Switchback Experiments And Marketplace Interference

What's being tested

Interviewers are probing whether you can design and analyze causal experiments in two-sided marketplaces where one user’s treatment can affect another user’s outcome. At Uber, rider-facing, driver-facing, pricing, dispatch, and ETA changes often violate the standard no-interference assumption because drivers, riders, and trips compete for shared local supply. A strong Data Scientist must identify the right randomization unit, define a defensible estimand, choose metrics that reflect marketplace equilibrium, and explain how spillovers, carryover, noncompliance, and variance affect inference. The bar is not memorizing “use a switchback”; it is knowing when user-level A/B testing fails and how to recover credible causal evidence.

Core knowledge

SUTVA, the stable unit treatment value assumption, fails when one unit’s outcome depends on others’ treatment assignment. In rideshare, treating some riders with lower displayed ETA or some drivers with a supply push can change matching, prices, wait times, and availability for untreated users in the same market.
Interference should be handled by choosing units that contain the spillover. Common choices are market-level randomization, geo-cluster randomization, or switchback randomization by city-time block.
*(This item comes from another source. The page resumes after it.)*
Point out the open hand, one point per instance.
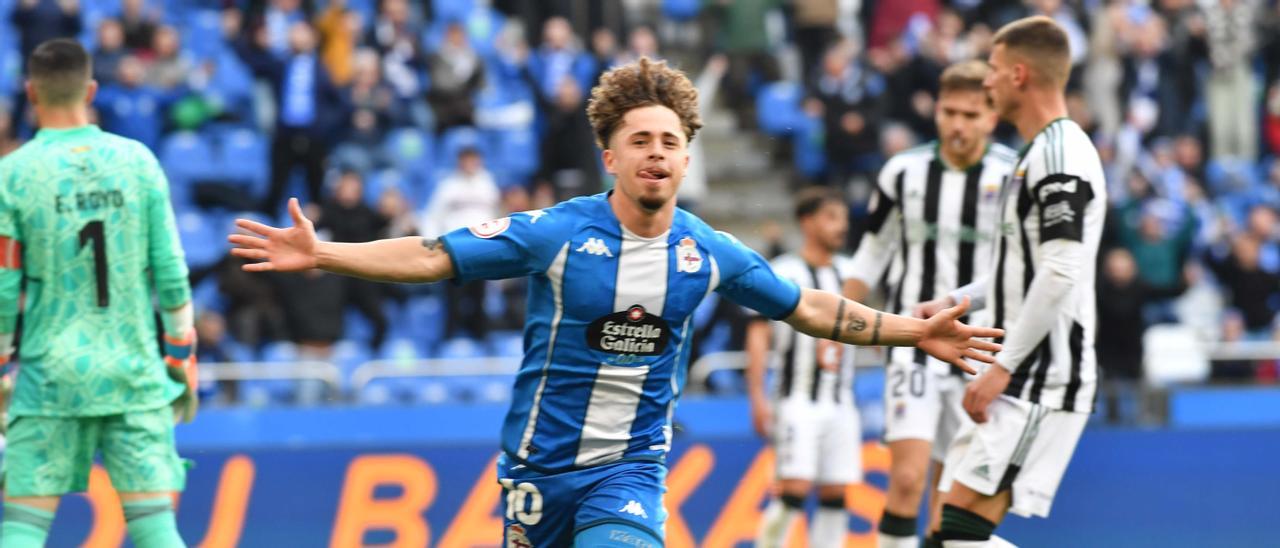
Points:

User-level randomization is risky when supply, demand, dispatch, or pricing decisions interact through shared marketplace state.
Switchback experiments randomize treatment over time within a market, for example city-hour blocks alternating between control and treatment. They are useful when market-level randomization has too few cities, but require careful handling of time trends, autocorrelation, seasonality, and carryover between adjacent blocks.
Block length should exceed the system’s equilibration and carryover window. If a dispatch or pricing change affects driver positioning for 20–30 minutes, a 15-minute block is contaminated; a 60–120 minute block with guard periods may be more credible. Longer blocks reduce carryover but reduce sample size and power.
Guard periods are observations excluded near treatment switches to reduce contamination. If treatment changes at 10:00 and matching dynamics stabilize by 10:10, exclude the first 10 minutes of each block from analysis. This sacrifices precision for lower bias, which is usually worth it when carryover is plausible.
Estimands must be explicit. Intent-to-treat estimates the effect of assignment:
$ITT = E[Y \mid Z=1] - E[Y \mid Z=0]$
where $Z$ is randomized assignment. Treatment-on-treated or local average treatment effect may be relevant when actual exposure $D$ differs from assignment.
Instrumental variables are useful under noncompliance when random assignment affects treatment received but not outcomes except through treatment. The Wald estimand is:
$LATE = \frac{E[Y \mid Z=1] - E[Y \mid Z=0]}{E[D \mid Z=1] - E[D \mid Z=0]}$
This requires relevance, exclusion restriction, monotonicity, and independence from potential outcomes.
Cluster-robust inference is usually required because observations within a city-time block are correlated. Treating every trip as independent will understate standard errors. Analyze at the randomized unit level when possible, or use cluster-robust standard errors, block bootstrap, or randomization inference.
Marketplace metrics should include both local and global effects. For Uber-like systems, consider completed_trips, conversion_rate, request_to_pickup_time, driver_utilization, surge_multiplier, cancellation_rate, gross_bookings, earnings_per_online_hour, and rider/driver guardrails. Avoid optimizing one side while silently harming the other.
Variance reduction matters because switchbacks often have fewer independent units than trip-level data suggests. Use pre-period covariates, fixed effects for market and time, difference-in-differences style adjustment, or CUPED-like residualization:
$Y_i^{adj} = Y_i - \theta(X_i - \bar X)$
where $X_i$ is a predictive pre-treatment metric.
Power calculations should be based on independent randomized blocks, not raw events. A city with millions of trips may still have only a few hundred usable city-hour treatment assignments. Autocorrelation, day-of-week effects, and cluster imbalance can dominate nominal sample size.
Partial interference assumes spillovers occur within clusters but not across clusters. This can be plausible for city-level marketplaces, but weaker near geographic borders or airports. If clusters are too small, spillovers cross boundaries; if too large, the experiment may lack power.

Worked example

For “Design a switchback and choose block length,” a strong candidate would first clarify the treatment, the affected marketplace mechanism, and the expected lag: “Is this changing dispatch, pricing, driver incentives, or rider UI, and how quickly could drivers reposition or riders change request behavior?” They would state that user-level randomization is likely invalid if treated and untreated users share the same driver pool, so the natural unit is a market-time block such as city-hour or geo-hour. The answer would then be organized around four pillars: define the estimand and primary metrics, choose the randomization structure, handle carryover and seasonality, and specify the analysis plan.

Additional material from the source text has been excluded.